Vistos en grado de apelación ante esta Audiencia Provincial, Sección Sexta, los presentes autos de Procedimiento Abreviado más arriba referenciado, del que dimana el presente rollo, procedentes del Juzgado de lo Penal más arriba indicado, por delito de robo con intimidación, contra Joaquina , representada por la Procuradora Doña Ángela Rivas y defendido por el abogado Don Jesús Alexis Bethencourt Rosillo y contra Plácido , representado por el Procurador Don Tomás de Paiz y defendido por la abogada Doña Virginia Ferreiro, siendo parte el Ministerio Fiscal y pendientes ante esta Sala en virtud de los recursos de apelación interpuestos por los condenados, siendo ponente el Ilmo. Sr. D. Emilio J. J. Moya Valdés.
Antecedentes
Primero: Se aceptan los antecedentes de hecho de la sentencia apelada y, entre ellos, la DECLARACIÓN DE HECHOS PROBADOS, que se da aquí por reproducida.

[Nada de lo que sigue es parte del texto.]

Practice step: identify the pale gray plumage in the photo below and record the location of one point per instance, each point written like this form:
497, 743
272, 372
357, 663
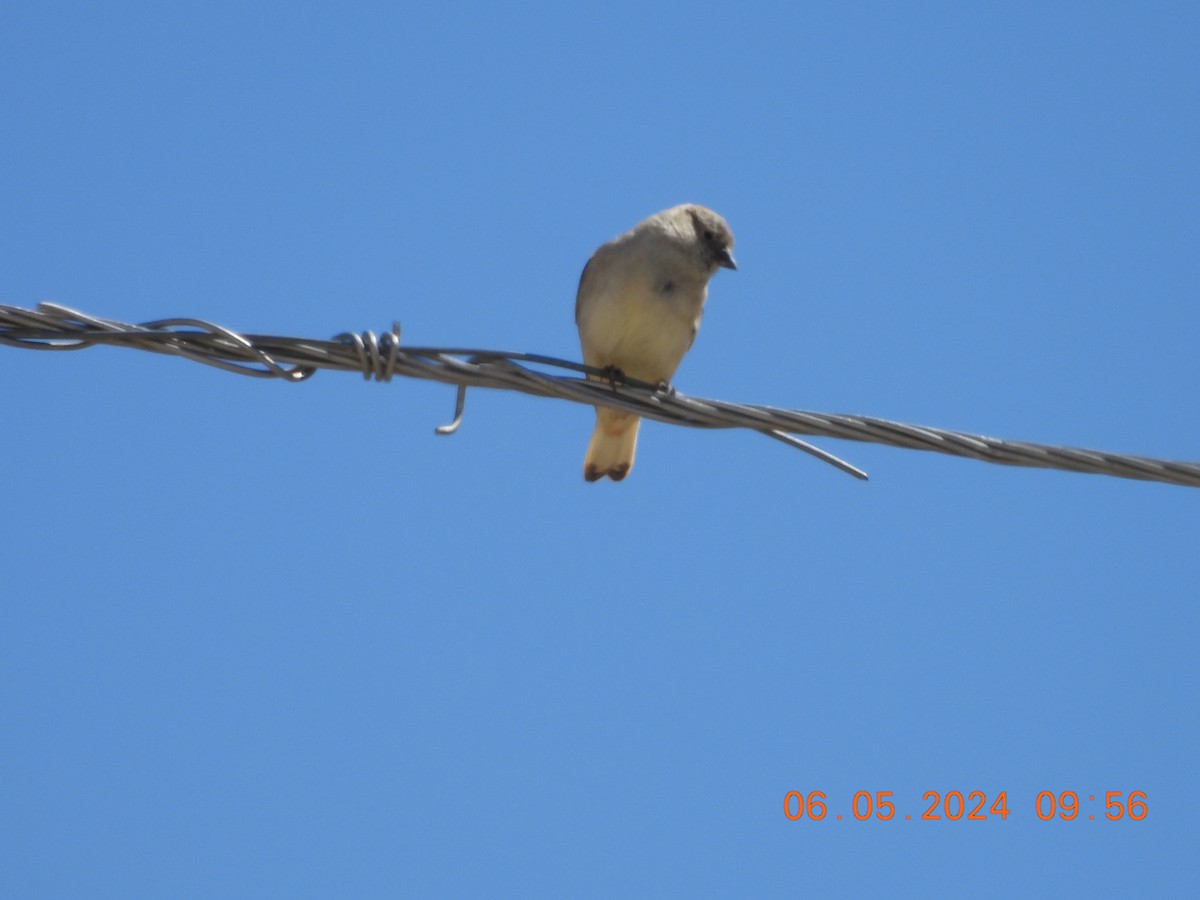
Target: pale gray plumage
639, 306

Segundo: Por el Juzgado de lo Penal se dictó sentencia en los referidos autos con fecha 24 de mayo de 2013, con el siguiente fallo:
'QUE DEBO CONDENAR Y CONDENO A D. Plácido , como responsable criminalmente en concepto de autor de un DELITO DE ROBO CON INTIMIDACIÓN, con la circunstancia atenuante de dilaciones indebidas, a la pena de CUATRO AÑOS DE PRISIÓN E INHABILITACIÓN ESPECIAL PARA EL DERECHO DE SUFRAGIO PASIVO DURANTE EL TIEMPO DE LA CONDENA. ASIMISMO DEBO CONDENAR Y CONDENO A Dª. Joaquina , como responsable criminalmente en concepto de cómplice de dicha infracción penal, con la circunstancia atenuante de dilaciones indebidas, a la pena de UN AÑO Y OCHO MESES DE PRISIÓN E INHABILITACIÓN ESPECIAL PARA EL DERECHO DE SUFRAGIO PASIVO DURANTE EL TIEMPO DE LA CONDENA. Se impone a ambos acusados el pago de las costas procesales. No se hace pronunciamiento sobre responsabilidad civil.

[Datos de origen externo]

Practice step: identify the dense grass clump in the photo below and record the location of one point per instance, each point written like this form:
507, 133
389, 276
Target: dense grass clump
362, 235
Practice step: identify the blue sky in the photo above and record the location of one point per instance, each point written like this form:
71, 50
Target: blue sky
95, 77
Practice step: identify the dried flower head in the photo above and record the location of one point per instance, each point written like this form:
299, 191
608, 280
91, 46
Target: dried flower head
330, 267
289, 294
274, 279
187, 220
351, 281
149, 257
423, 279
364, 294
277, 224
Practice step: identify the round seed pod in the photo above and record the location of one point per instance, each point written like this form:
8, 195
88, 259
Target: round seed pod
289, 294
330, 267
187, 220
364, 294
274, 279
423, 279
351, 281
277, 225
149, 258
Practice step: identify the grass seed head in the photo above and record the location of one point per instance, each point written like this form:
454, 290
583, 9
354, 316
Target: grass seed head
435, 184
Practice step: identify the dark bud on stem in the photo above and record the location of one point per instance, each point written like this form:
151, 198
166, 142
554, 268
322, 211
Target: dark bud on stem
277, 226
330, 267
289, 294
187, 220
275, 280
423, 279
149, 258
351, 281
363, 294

Solicítese de la Dirección General de la Policía información sobre la situación administrativa en que se encuentra en España Dª. Joaquina , con carácter previo a resolver sobre la sustitución solicitada por el Ministerio Fiscal de la pena de prisión impuesta por expulsión del territorio nacional, pudiendo también dicha parte aportar la documentación que estime pertinente a este respecto.'.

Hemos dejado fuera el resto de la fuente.